Since you mentioned host groups, I’d be interested to know how others use them (and other organizing constructs like Organizations). Because I’m using Katello, I need to reserve Organizations for entities that might have Red Hat subscriptions, since those are managed per organization. Plus, I may need to leverage organizations for RBAC roles as well. I need to investigate both aspects further for our use cases. Hostgroups are different because they are more functionally used, so I’ve been setting up a few example ones to work through all the in-service support aspects of using them. I currently have hierarchical hostgroups, with the parent one being the base OS configuration (CentOS 7 base). I have sub-groups for functional roles (CentOS 7 base/apache web). I’ve also created a Parent one as an example for business groups, although I’m personally not big on that approach (Client Group/system role). I’d prefer to deal with them using profiles classes that capture functional roles (i.e. profile::func_role::dba) or a less preferred approach of business entities (profile::bus_entity::dba), that would be included in the role. So, I’d be interested in hearing how others end up herding the cats within a common IT dashboard infrastructure using organizations and host groups when you have a lot of different stakeholders in the mix. We’ve got big apps like ERPs, and smaller multi-tier apps, some managed by dedicated groups, others managed by common groups.
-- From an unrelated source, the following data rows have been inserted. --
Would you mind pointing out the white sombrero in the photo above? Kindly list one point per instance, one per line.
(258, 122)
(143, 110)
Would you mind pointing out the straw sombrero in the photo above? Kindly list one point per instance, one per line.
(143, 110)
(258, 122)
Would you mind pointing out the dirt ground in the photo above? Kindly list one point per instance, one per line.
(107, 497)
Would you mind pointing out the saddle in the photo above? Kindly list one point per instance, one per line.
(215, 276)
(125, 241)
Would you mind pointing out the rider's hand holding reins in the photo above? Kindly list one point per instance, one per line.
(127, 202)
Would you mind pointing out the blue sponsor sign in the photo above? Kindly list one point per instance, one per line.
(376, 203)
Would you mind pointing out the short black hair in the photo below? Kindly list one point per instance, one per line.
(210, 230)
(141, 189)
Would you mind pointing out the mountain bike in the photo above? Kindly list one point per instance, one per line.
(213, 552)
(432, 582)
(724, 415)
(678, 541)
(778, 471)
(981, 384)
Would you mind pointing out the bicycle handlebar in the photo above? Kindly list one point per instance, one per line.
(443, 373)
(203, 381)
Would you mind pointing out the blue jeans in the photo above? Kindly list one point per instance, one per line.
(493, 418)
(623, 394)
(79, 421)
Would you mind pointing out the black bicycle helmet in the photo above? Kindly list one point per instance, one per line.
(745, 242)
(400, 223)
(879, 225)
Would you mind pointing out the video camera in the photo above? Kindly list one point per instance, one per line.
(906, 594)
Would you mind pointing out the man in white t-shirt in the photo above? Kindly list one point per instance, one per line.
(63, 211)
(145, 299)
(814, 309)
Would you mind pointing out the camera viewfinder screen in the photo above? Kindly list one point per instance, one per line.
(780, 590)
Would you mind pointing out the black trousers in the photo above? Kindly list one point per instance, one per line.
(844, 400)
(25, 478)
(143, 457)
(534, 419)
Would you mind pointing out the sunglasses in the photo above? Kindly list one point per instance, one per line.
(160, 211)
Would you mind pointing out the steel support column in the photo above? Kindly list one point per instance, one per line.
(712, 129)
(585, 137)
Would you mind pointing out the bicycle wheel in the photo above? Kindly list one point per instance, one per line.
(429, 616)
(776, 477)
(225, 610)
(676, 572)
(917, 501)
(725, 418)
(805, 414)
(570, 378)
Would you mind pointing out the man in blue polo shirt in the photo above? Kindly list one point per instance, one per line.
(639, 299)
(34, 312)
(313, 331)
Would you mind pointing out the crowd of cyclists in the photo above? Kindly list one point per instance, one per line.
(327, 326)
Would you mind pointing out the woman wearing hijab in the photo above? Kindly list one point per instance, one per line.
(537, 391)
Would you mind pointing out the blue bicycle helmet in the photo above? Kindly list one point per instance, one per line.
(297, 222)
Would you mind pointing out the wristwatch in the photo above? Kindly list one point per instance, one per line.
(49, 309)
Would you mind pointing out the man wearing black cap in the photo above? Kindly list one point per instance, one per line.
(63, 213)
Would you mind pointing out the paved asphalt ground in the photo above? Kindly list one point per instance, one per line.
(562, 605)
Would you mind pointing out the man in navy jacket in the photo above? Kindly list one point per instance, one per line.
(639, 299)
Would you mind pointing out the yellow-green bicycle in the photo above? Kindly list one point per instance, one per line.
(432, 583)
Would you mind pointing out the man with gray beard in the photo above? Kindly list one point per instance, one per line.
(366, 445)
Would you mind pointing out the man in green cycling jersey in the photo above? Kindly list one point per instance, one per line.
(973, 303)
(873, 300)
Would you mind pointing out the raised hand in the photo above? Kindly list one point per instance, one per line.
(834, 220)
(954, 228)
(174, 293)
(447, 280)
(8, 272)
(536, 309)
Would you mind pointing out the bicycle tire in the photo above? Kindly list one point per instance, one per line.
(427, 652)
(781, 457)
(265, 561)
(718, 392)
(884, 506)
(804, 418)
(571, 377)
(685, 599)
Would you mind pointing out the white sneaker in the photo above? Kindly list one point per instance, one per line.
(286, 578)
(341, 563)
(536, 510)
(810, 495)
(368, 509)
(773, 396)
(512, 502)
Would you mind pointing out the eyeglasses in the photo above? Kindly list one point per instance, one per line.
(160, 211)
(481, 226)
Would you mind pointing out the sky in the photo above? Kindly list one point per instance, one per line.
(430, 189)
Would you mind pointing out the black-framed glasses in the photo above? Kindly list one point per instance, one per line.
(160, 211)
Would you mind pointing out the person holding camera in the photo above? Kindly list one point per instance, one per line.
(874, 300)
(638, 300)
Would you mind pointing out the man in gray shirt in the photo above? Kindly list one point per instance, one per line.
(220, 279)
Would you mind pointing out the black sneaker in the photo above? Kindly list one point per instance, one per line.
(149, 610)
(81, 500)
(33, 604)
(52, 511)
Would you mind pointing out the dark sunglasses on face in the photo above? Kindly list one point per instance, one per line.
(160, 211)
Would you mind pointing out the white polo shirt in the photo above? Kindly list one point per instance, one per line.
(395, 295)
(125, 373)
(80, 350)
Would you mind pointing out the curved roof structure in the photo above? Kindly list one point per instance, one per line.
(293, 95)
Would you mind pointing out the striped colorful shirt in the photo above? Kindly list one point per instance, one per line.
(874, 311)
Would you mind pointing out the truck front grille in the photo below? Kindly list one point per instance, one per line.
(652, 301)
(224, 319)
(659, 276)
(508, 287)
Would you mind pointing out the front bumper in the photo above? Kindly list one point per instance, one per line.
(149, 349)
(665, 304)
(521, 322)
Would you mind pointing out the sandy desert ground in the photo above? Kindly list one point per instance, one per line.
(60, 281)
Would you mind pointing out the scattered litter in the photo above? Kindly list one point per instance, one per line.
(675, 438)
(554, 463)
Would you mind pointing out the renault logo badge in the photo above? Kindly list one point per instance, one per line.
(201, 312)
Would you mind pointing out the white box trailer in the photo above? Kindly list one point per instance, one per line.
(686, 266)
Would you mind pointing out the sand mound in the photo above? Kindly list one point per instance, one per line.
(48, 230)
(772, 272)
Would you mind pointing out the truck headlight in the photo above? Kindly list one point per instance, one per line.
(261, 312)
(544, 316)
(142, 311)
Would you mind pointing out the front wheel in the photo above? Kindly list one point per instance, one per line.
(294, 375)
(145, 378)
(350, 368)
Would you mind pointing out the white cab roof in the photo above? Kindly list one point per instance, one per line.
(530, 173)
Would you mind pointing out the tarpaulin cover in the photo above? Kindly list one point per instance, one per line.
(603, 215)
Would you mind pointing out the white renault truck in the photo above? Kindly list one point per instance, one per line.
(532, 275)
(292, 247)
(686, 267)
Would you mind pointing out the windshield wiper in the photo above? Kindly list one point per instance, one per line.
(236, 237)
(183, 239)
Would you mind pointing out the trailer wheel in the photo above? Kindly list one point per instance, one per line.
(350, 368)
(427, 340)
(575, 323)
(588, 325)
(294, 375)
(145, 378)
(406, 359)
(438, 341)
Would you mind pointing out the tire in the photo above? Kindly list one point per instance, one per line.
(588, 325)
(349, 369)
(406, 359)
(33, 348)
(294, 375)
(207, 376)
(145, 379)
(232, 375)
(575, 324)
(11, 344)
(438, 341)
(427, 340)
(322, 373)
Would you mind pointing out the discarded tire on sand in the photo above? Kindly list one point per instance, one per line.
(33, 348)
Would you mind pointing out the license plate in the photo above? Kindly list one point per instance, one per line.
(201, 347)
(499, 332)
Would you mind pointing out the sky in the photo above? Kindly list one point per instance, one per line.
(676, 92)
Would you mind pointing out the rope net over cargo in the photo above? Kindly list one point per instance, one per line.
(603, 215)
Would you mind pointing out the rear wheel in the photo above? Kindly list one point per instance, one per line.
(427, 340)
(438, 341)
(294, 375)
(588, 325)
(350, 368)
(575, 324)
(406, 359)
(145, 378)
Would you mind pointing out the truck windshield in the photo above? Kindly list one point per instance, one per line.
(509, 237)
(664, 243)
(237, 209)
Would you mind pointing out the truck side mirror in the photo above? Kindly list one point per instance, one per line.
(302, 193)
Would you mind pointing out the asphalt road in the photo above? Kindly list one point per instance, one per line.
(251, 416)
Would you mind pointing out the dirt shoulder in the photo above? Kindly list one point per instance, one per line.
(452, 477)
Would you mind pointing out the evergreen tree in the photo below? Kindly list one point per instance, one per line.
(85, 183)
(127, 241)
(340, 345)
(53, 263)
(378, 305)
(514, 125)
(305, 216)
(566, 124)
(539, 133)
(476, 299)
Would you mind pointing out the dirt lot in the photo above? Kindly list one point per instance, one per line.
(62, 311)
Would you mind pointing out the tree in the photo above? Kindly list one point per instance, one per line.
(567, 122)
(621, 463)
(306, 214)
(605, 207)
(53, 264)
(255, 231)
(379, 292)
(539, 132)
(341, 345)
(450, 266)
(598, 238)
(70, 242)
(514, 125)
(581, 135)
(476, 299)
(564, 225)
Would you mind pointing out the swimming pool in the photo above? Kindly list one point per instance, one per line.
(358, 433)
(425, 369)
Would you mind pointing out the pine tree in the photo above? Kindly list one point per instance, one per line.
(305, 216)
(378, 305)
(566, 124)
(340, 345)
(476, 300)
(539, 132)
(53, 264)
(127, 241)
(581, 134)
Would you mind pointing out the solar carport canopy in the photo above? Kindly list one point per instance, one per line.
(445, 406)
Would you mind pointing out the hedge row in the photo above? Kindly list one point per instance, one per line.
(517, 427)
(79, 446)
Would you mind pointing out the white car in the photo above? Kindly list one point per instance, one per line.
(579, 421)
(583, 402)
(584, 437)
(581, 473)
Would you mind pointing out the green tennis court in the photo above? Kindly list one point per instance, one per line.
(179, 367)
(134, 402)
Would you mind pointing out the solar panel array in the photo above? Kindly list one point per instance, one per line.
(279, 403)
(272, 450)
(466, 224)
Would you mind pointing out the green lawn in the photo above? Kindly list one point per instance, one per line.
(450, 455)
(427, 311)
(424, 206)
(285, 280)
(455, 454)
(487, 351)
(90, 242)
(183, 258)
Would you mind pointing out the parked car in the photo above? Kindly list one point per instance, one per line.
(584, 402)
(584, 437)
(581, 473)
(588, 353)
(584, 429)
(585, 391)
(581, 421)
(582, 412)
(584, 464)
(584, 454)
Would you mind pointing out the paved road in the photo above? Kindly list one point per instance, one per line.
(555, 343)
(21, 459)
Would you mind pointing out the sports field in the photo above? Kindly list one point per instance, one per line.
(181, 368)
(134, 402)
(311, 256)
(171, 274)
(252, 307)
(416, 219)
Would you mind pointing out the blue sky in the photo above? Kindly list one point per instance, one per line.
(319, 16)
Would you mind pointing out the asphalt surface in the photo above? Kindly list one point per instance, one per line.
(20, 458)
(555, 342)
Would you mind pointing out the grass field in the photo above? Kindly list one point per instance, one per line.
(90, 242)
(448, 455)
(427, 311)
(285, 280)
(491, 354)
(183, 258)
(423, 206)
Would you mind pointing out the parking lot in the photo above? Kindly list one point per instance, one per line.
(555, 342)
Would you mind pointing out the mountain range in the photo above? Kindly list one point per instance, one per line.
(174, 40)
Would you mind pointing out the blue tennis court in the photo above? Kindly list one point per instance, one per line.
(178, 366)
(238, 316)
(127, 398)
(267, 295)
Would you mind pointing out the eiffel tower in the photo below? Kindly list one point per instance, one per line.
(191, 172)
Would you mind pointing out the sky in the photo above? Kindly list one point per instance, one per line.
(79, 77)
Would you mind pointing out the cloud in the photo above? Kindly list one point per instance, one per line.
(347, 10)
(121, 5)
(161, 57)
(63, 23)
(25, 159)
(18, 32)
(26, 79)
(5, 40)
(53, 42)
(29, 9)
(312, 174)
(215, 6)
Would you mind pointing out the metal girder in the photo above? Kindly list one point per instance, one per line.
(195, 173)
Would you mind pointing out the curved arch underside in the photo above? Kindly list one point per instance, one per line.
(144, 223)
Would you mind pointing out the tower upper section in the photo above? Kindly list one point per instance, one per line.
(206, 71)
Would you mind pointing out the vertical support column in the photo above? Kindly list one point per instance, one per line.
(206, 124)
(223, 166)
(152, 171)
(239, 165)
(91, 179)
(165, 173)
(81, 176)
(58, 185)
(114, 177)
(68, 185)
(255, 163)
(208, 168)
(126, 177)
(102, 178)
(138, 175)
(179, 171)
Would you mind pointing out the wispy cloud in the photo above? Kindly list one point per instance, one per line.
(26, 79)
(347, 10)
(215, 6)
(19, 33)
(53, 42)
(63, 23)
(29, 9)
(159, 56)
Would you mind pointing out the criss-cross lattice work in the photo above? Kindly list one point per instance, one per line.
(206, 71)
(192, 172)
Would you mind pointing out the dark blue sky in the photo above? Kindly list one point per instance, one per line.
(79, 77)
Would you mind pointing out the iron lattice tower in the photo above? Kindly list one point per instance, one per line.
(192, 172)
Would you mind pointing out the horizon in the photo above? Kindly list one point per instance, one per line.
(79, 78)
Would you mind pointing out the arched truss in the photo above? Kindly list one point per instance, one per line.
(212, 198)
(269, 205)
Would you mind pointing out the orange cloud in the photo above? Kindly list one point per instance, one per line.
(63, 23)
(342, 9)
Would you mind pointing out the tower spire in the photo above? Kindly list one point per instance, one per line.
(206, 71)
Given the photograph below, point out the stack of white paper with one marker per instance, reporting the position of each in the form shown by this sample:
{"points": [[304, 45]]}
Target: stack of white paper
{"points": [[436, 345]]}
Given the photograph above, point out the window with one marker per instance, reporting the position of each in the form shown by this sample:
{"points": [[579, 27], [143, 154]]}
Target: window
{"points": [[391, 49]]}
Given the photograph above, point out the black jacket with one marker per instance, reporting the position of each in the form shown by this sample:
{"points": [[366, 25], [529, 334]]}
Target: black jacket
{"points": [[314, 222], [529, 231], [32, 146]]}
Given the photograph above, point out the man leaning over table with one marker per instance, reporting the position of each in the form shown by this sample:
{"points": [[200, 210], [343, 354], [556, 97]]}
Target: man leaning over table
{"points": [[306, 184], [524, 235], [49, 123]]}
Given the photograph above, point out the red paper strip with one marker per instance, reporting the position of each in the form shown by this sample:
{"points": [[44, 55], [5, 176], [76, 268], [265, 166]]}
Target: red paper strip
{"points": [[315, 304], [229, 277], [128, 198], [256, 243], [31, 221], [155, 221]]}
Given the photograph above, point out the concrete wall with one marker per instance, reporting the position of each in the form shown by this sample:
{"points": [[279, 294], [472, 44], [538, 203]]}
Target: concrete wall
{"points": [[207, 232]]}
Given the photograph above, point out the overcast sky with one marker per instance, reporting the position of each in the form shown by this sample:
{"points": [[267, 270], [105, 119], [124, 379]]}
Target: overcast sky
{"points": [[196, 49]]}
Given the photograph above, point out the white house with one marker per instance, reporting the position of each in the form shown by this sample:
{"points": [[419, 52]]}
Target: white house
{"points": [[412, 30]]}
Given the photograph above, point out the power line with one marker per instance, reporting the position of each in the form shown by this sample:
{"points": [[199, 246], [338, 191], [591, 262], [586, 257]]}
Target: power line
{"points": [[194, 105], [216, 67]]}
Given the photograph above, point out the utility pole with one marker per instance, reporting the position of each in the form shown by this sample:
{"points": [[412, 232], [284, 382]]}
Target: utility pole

I have avoided the use of config groups, because I feel that it’s another place to look for which classes are applied and people can be inconsistent in applying them; I’ve been preferring to just have the one role applied to a system or hostgroup, so that it’s easy for both automation and manual configuration, and the role has been assessed via the development process. Others may be using them in a way I haven’t thought of, so I’d be interested in hearing other peoples approaches to that. I know that some apply the roles and profiles pattern by assigning profile classes to a config group to become a role, but my preference is to do that in code within the role.

Like yourself, I’m also keen to bounce ideas around and discuss. Both Puppet and Foreman have a lot of flexible framework constructs, so they lend themselves to many different ways to accomplish something. I’m interested in seeing what works well for people, and what people have found to be limiting or challenging (and that’s not necessarily the technology’s fault!).

Thanks for joining the conversation!